Law enforcement officials have confirmed that two women who were struck and killed in a bizarre incident on Highway 154 last month did have drugs in their systems — including methadone and amphetamines — at the time of their deaths.
Sara Ornelas, 54, of Santa Barbara, and Barbara Romero , 49, of Lompoc, were killed Dec. 21 on Highway 154 after being struck by vehicles driving on the road.
At the time, the women had driven over San Marcos Pass from Santa Barbara en route to the Chumash Indian Reservation in Santa Ynez when they pulled over near the entrance to Rancho San Marcos Golf Course at about 11:45 p.m., Santa Barbara County sheriff’s Lt. Butch Arnoldi told Noozhawk at the time.
A small dog that was with them jumped out of the car and into the roadway, where it was struck and killed by a vehicle, Arnoldi said. One of the women ran into the road in pursuit of the dog, and also was struck, he said.
The second woman went to the aid of her companion and was struck multiple times, Arnoldi said. Both women were later declared dead at the scene, and the California Highway Patrol initially said alcohol and drugs did not appear to be factors in the accident.

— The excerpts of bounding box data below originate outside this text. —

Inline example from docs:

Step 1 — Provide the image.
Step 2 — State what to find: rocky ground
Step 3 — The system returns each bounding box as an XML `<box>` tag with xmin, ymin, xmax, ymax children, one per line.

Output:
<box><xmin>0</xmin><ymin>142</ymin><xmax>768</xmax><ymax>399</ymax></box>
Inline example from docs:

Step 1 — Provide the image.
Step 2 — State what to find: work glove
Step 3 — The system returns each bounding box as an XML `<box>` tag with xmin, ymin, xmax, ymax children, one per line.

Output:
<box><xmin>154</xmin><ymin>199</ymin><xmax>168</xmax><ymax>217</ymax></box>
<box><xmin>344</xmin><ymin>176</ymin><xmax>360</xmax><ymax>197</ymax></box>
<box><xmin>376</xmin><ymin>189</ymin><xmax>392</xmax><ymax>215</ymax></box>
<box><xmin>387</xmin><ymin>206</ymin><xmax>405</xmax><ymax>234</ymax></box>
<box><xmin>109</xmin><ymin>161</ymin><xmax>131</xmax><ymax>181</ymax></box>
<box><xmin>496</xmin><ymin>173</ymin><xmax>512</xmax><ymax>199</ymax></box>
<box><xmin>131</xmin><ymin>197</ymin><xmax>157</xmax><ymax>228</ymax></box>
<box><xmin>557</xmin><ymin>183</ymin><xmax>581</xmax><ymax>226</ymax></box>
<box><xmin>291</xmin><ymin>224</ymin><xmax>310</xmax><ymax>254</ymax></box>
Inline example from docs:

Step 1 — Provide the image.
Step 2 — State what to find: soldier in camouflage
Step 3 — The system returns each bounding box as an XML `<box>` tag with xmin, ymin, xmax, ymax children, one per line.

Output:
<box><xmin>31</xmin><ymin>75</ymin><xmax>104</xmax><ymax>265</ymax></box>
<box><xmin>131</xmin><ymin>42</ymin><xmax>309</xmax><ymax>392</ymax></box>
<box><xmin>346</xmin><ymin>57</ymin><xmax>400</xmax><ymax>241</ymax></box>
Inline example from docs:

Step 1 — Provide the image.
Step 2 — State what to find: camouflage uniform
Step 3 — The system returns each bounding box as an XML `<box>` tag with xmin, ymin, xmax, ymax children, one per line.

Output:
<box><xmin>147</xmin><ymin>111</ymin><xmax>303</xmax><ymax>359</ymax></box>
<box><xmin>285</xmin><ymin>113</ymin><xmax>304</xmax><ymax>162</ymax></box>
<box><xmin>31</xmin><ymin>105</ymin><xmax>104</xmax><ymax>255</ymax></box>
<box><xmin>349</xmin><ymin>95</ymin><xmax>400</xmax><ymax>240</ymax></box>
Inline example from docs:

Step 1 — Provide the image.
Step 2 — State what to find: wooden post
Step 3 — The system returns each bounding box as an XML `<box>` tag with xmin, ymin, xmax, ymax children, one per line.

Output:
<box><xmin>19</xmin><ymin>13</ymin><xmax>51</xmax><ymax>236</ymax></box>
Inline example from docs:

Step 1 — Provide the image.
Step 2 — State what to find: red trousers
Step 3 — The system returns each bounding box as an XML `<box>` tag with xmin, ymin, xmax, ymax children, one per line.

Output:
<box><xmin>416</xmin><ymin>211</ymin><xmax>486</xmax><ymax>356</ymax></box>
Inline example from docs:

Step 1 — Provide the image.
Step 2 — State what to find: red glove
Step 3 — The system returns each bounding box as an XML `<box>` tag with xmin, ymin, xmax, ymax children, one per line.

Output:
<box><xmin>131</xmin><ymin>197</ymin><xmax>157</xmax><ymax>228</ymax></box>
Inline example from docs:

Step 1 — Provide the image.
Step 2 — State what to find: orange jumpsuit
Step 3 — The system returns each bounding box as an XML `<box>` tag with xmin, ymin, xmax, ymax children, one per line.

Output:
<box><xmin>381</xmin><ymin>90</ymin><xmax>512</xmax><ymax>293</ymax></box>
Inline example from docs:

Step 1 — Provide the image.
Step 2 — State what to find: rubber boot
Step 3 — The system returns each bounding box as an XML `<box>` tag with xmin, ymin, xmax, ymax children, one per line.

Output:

But on Friday, sheriff’s Sgt. Mark Williams said toxicology results revealed that Ornelas had methadone in her system, as well as metabolites that could be linked to morphine or codeine, as well as cocaine and heroin.
Romero’s results also revealed she was under the influence of amphetamine, methamphetamine, methadone and metabolites that could be linked to codeine, heroin or morphine.
Williams told Noozhawk that the drugs are not listed as the official cause of the death in the cases, but what was found in their bodies at the time.
The CHP is continuing to investigate the incident.